On Thu, May 26, 2011 at 2:05 PM, Kevin Grittner
<Kevin.Grittner@wicourts.gov> wrote:
>> I'm a bit confused by this - what the current design obfuscates is
>> the fact that reltuples and relpages are not really independent
>> columns; you can't update one without updating the other, unless
>> you want screwy behavior. Replacing reltuples by reltupledensity
>> would fix that problem - it would be logical and non-damaging to
>> update either column independently.
>
> They don't always move in tandem. Certainly there can be available
> space in those pages from which tuples can be allocated or which
> increases as tuples are vacuumed. Your proposed change would
> neither make more or less information available, because we've got
> two numbers which can be observed as raw counts, and a ratio between
> them.
So far I agree.
> By storing the ratio and one count you make changes to the
> other count implied and less visible. It seems more understandable
> and less prone to error (to me, anyway) to keep the two "raw"

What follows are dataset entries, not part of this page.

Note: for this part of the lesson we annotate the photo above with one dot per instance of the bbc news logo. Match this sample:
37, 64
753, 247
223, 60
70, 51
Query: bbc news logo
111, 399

> numbers and calculate the ratio -- and when you observe a change in
> one raw number which you believe should force an adjustment to the
> other raw number before its next actual value is observed, to
> comment on why that's a good idea, and do the trivial arithmetic at
> that time.
Except that's not how it works. At least in the case of ANALYZE, we
*aren't* counting all the tuples in the table. We're selecting a
random sample of pages and inferring a tuple density, which we then
extrapolate to the whole table and store. Then when we pull it back
out of the table, we convert it back to a tuple density. The real
value we are computing and using almost everywhere is tuple density;
storing a total number of tuples in the table appears to be just
confusing the issue.
Unless, of course, I am misunderstanding, which is possible.
--
Robert Haas
EnterpriseDB: http://www.enterprisedb.com
The Enterprise PostgreSQL Company